Ia mengungkapkan keberadaan RSBI bisa menimbulkan disparitas yang sangat mencolok antara siswa dari keluarga mampu dan tidak mampu sebab yang kemudian mengenyam pendidikan RSBI dari kalangan berada. “Memang ada ketentuan RSBI harus menyediakan kuota 20 persen bagi siswa tidak mampu. Persoalannya, apakah kemudian siswa tidak mampu mau bersekolah di RSBI? Pasti ada beban secara psikologis,” katanya.

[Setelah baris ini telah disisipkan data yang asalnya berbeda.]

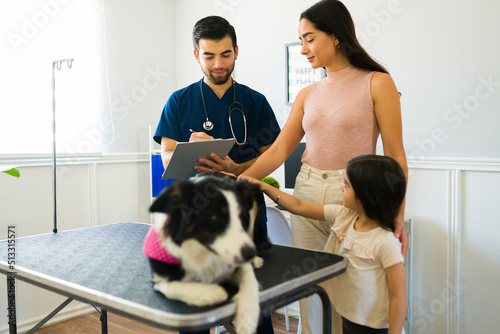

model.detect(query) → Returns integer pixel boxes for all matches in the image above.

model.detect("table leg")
[100,309,108,334]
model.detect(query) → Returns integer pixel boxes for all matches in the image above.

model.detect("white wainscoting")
[0,153,500,334]
[406,158,500,334]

Kenyataannya, kata dia, kuota 20 persen yang disediakan RSBI bagi siswa kurang mampu selama ini tak pernah terpenuhi sebab anak dari keluarga tidak mampu secara psikologis akan berpikir ulang untuk masuk ke RSBI. “Kalau terus-menerus seperti itu, pendidikan bermutu hanya bisa diakses kalangan mampu, hanya orang mampu yang terus menjadi kaum juragan, pengusaha. Anak tidak mampu hanya menempati posisi kelas buruh,” katanya.
Meski demikian, dia mengatakan tetap ada sisi baik RSBI, misalnya, budaya mutu guru dalam pembelajaran yang lebih aktif mengoreksi, memberi komentar, mengembalikan hasil pekerjaan siswa yang selama ini ada di RSBI. Program sister school di RSBI berupa jaringan kerja sama dengan sekolah di negara-negara maju, kata dia, juga harus terus dikembangkan meski RSBI sudah tidak ada, mengingat pentingnya untuk memajukan mutu pendidikan.
“Ini tidak ada kaitannya dengan uang. Sekarang pengembangan kedisiplinan, apa butuh uang? Bahkan, program sister school pun bisa dikelola dengan pendanaan terbatas, yakni memanfaatkan kemajuan teknologi,” katanya. Program sister school bisa dijalankan tanpa harus berkunjung ke sekolah maju di luar negeri, kata Nugroho, cukup dengan memanfaatkan teknologi komunikasi untuk berhubungan, seperti lewat surat elektronik atau teleconference.